Claude "Fiddler" Williams

Missouri Valley Special Collections

Claude "Fiddler" Williams didn't play the instrument for which he became best known until after he had already mastered the guitar, mandolin, banjo, cello, and bass.

Born in Muskogee, Oklahoma, on February 22, 1908, Williams began his musical career 10 years later. In his teens, he heard the great jazz violinist Joe Venuti play and told his mother he wanted to play the violin. By the end of the next day he had received his first violin, and was playing his first song.

In 1925, Williams married his first wife, Mabel. They had one son, Mark, and remained together until her death some 60 years later. After her death he married Blanche Fouse in 1989.

Williams played with the string band of his brother-in-law, Ben Johnson, averaging $6.00 a night in tips. He moved to Kansas City in 1928 and later said that jazz musicians who made it big "had to earn their Kansas City stamp." Williams joined the Twelve Clouds of Joy and played guitar and violin with them on his first recording. In the jam sessions and battles of the bands of the 18th and Vine district, Fiddler listened to great horn players like Lester Young and Buddy Tate. He worked with jazz greats like Terrence Holder, Andy Kirk, and Mary Lou Williams. In 1930 the Twelve Clouds of Joy played in New York's Roseland Ballroom and Harlem's Savoy.

He played with many bands before leaving Kansas City for Chicago. There he played for Eddie Cole's band, including Eddie's brother, Nat "King" Cole. In 1936 another Kansas City jazz great, Count Basie recruited Williams for Basie's first big band. During Williams' time with the Count Basie Orchestra, the readers of Downbeat magazine in a national poll voted him "Best Guitarist of the Year."
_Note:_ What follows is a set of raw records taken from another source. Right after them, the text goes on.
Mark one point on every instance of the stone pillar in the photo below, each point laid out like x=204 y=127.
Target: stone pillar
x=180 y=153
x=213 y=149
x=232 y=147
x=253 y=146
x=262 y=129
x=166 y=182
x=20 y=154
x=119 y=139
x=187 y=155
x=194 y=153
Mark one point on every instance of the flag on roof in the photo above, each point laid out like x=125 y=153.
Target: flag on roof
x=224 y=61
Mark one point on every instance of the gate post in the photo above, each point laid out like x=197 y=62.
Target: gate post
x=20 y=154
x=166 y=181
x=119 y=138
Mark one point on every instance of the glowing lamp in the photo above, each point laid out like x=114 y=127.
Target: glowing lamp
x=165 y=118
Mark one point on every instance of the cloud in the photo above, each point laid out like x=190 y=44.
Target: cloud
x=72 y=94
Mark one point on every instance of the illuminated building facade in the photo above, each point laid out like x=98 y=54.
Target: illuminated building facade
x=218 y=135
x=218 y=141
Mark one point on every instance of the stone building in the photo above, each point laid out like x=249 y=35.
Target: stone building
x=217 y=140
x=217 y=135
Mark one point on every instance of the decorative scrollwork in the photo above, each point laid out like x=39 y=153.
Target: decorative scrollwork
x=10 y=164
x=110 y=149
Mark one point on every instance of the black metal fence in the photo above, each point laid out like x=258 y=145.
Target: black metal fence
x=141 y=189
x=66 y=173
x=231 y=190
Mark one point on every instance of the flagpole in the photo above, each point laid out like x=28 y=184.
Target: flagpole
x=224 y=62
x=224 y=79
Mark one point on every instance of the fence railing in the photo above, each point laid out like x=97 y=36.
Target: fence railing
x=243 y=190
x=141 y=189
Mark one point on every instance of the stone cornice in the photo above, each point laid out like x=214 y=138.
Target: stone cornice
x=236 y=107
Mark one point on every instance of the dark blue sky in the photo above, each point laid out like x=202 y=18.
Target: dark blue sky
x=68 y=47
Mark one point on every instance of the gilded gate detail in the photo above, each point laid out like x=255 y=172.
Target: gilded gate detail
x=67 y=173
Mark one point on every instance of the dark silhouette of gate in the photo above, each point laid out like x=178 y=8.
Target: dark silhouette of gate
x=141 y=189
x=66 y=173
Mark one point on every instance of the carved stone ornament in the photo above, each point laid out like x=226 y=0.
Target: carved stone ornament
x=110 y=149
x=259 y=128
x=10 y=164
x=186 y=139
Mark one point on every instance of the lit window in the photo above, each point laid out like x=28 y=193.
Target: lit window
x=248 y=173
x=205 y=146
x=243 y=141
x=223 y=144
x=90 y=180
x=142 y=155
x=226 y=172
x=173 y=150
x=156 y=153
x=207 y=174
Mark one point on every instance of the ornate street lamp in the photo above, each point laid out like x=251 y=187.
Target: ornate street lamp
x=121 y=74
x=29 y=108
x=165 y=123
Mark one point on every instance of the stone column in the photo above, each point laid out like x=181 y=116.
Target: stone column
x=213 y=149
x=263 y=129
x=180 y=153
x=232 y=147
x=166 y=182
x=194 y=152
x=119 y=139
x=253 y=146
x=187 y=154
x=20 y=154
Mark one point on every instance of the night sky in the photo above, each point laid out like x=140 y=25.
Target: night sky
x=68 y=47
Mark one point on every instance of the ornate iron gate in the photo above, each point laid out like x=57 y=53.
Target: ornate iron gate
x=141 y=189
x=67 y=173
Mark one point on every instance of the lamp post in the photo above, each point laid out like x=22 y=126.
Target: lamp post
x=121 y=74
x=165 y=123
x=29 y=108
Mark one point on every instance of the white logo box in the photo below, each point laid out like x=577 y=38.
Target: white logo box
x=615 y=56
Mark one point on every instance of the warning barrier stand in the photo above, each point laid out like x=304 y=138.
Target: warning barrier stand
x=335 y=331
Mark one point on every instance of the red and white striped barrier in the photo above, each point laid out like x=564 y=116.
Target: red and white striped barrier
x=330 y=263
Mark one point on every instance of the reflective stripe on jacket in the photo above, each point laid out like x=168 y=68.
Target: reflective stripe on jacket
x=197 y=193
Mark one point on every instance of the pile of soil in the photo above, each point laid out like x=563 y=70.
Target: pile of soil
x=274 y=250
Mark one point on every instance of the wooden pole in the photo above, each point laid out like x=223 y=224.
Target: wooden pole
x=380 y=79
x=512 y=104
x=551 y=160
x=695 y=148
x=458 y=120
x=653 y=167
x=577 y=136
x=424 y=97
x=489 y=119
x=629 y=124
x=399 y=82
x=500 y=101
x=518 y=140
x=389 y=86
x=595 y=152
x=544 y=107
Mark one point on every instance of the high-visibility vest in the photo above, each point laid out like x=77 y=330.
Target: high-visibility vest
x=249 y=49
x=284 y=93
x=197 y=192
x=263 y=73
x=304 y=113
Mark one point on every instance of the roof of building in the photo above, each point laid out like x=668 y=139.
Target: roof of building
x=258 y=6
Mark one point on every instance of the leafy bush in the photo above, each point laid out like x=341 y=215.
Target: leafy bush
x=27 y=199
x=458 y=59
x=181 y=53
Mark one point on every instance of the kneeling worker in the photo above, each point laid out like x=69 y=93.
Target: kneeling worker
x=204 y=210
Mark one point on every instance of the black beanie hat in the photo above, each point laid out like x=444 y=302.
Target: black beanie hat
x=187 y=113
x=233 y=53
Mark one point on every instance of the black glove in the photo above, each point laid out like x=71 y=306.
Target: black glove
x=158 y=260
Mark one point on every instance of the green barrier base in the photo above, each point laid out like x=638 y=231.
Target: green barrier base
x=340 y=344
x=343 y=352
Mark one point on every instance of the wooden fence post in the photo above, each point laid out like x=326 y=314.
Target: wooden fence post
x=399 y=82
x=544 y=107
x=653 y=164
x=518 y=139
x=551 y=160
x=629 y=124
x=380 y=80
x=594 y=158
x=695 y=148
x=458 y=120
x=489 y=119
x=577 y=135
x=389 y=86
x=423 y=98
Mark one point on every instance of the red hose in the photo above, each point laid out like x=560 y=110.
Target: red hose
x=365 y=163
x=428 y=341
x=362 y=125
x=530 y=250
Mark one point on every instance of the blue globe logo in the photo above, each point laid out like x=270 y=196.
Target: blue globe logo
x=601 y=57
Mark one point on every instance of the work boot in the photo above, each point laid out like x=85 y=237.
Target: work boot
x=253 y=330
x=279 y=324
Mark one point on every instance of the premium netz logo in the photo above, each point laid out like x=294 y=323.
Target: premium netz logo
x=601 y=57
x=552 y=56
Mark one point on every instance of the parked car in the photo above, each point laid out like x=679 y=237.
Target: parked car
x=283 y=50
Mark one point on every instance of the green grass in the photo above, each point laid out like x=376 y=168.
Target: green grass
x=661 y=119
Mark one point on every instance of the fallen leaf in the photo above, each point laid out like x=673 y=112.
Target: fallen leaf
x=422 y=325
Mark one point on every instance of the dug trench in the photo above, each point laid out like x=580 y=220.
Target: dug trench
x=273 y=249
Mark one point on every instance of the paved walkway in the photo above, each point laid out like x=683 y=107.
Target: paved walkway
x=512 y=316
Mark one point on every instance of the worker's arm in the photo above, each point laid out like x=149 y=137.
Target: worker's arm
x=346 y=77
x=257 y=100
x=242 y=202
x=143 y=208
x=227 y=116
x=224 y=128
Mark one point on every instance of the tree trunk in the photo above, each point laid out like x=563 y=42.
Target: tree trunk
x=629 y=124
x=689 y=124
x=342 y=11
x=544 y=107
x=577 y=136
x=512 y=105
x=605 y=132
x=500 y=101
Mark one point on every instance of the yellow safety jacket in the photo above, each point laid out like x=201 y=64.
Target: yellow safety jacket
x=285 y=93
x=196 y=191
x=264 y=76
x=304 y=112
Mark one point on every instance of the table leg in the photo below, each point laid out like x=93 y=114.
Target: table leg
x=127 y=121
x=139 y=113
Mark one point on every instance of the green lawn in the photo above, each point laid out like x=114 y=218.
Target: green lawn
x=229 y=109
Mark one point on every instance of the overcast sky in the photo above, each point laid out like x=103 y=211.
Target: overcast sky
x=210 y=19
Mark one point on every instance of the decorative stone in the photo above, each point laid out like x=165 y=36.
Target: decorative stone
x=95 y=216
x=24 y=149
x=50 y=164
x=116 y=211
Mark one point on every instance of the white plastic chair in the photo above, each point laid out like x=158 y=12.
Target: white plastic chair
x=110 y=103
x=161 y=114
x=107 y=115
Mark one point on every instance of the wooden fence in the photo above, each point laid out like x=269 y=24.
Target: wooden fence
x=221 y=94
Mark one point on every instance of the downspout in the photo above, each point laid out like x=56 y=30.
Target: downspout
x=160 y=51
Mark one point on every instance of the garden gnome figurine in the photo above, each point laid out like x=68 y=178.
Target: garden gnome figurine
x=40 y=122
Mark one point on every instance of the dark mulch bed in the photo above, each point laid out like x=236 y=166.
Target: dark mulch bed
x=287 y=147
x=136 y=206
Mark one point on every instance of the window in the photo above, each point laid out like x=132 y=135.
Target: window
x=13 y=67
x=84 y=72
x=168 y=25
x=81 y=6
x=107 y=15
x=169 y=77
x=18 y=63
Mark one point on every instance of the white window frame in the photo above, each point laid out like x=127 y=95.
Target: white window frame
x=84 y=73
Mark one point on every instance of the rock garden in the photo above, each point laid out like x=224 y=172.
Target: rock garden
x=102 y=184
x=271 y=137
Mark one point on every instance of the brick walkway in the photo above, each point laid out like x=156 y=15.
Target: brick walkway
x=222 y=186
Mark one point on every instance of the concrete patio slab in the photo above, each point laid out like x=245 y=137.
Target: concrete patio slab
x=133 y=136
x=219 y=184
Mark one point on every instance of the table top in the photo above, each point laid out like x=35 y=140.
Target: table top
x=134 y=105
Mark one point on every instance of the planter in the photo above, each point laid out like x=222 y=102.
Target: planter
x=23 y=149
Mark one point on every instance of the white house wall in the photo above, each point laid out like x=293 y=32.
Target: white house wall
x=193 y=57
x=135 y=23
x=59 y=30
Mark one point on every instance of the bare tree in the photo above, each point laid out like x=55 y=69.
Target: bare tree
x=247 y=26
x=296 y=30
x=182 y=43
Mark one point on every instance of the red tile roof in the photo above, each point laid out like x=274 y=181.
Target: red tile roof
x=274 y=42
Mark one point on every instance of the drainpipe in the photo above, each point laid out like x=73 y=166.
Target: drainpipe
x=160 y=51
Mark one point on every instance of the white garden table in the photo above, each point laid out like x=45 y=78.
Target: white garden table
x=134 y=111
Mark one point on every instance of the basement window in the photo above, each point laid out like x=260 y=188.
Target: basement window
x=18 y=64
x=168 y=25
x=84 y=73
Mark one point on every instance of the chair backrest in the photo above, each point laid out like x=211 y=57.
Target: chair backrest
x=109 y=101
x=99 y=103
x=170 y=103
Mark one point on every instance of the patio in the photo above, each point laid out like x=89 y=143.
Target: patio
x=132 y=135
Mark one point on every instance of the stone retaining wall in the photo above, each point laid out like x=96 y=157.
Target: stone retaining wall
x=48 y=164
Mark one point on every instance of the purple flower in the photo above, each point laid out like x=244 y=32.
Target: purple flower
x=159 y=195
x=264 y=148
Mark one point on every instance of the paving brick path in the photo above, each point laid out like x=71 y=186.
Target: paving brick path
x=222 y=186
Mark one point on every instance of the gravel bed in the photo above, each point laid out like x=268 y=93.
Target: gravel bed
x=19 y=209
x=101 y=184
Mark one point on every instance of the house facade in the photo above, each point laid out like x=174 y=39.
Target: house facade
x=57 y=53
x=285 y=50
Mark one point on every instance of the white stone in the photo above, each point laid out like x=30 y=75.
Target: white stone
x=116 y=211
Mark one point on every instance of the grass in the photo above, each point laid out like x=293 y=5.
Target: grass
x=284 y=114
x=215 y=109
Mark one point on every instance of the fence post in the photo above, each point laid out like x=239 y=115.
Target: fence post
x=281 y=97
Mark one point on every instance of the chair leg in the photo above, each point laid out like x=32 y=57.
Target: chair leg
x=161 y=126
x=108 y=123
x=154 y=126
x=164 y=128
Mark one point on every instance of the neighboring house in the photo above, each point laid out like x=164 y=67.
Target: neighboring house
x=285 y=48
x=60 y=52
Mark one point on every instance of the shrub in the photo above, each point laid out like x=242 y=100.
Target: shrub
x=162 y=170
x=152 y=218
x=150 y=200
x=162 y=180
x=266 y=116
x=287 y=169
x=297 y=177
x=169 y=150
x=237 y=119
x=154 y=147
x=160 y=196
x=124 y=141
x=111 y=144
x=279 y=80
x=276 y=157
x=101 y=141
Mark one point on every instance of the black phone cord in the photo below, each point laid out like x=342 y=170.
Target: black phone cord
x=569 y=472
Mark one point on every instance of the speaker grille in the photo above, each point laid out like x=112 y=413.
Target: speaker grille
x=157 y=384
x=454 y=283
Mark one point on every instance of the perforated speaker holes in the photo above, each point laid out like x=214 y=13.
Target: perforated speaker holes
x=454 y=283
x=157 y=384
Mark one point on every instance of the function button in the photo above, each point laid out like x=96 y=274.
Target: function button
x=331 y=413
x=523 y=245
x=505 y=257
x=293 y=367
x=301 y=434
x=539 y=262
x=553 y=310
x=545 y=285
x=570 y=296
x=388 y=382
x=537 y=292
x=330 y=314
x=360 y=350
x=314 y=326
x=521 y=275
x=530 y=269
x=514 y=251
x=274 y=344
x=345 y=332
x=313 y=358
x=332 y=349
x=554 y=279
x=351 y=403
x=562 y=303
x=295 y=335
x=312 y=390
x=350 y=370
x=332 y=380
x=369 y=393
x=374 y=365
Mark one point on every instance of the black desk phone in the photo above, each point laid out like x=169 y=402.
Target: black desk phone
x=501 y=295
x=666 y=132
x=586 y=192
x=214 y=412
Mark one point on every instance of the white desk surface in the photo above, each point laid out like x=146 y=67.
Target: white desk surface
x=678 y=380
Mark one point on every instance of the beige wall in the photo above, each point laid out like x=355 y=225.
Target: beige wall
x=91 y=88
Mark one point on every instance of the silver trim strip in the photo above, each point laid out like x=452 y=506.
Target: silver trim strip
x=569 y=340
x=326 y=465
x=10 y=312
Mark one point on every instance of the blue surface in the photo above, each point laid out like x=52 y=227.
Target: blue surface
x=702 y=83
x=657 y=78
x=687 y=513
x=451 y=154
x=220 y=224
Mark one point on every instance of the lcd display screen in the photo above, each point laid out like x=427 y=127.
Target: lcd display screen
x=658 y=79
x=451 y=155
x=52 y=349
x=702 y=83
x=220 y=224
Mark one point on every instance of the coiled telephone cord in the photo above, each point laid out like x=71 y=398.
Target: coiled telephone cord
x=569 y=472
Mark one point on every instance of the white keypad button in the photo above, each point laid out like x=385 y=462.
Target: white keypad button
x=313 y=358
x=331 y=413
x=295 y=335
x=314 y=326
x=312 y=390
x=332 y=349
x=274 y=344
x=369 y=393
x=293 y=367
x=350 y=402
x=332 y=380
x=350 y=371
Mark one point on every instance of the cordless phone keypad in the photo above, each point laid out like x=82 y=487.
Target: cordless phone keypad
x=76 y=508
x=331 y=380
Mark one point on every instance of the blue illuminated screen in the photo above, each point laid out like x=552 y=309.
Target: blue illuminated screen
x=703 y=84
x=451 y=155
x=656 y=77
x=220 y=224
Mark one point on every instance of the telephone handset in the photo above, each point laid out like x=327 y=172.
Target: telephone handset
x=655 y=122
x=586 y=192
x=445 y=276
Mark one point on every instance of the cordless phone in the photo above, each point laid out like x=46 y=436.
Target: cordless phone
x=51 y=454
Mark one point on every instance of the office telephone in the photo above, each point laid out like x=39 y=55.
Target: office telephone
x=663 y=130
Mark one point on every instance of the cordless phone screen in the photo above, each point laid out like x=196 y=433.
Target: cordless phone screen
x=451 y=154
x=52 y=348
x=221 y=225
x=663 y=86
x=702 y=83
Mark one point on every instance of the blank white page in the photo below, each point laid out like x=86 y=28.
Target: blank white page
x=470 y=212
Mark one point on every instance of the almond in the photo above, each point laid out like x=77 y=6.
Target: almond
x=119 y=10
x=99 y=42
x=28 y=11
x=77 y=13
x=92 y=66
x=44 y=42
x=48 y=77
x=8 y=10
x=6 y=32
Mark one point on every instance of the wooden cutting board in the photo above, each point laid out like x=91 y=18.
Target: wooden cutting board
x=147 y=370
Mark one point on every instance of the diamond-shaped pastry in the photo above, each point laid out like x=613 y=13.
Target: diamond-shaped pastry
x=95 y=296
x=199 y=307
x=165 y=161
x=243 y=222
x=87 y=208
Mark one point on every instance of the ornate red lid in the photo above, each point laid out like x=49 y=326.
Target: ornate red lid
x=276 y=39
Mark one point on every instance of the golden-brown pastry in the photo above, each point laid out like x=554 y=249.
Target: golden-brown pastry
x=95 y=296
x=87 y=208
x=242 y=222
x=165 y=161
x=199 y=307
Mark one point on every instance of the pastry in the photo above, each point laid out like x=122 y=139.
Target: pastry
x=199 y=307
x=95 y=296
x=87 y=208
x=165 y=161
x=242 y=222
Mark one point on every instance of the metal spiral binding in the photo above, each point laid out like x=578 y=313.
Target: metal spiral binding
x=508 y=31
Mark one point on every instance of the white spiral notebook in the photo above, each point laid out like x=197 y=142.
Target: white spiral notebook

Williams moved back to Kansas City in 1953 to lead the first of his own groups. Although he worked in western cities, and toured, Kansas City was his base. He appeared at the Monterey Jazz Festival and the Smithsonian Festival of American Folk Life, toured often in Europe, and appeared in the Broadway review Black and Blue.

Williams was inducted into the Oklahoma Music Hall of Fame and was named a Kansas City Jazz Master. He was given a National Heritage Fellowship Award, the Charlie Christian Jazz Award, the Coleman Hawkins Award, the Kansas City Jazz Ambassadors Excellence Award, and the Lynn Riggs Award. In 1992 he performed at the party for President Clinton's inauguration, and in 1998 he received recognition from the National Endowment for the Arts.

During his last years Williams continued to perform and tour. In May 2001 he headlined at the Folly Theater with 14-year-old pianist Eldar Djangirov, nearly 80 years his junior. Each summer he taught at Mark O'Connor's Fiddler Camp in Tennessee.

Claude Williams died April 25, 2004.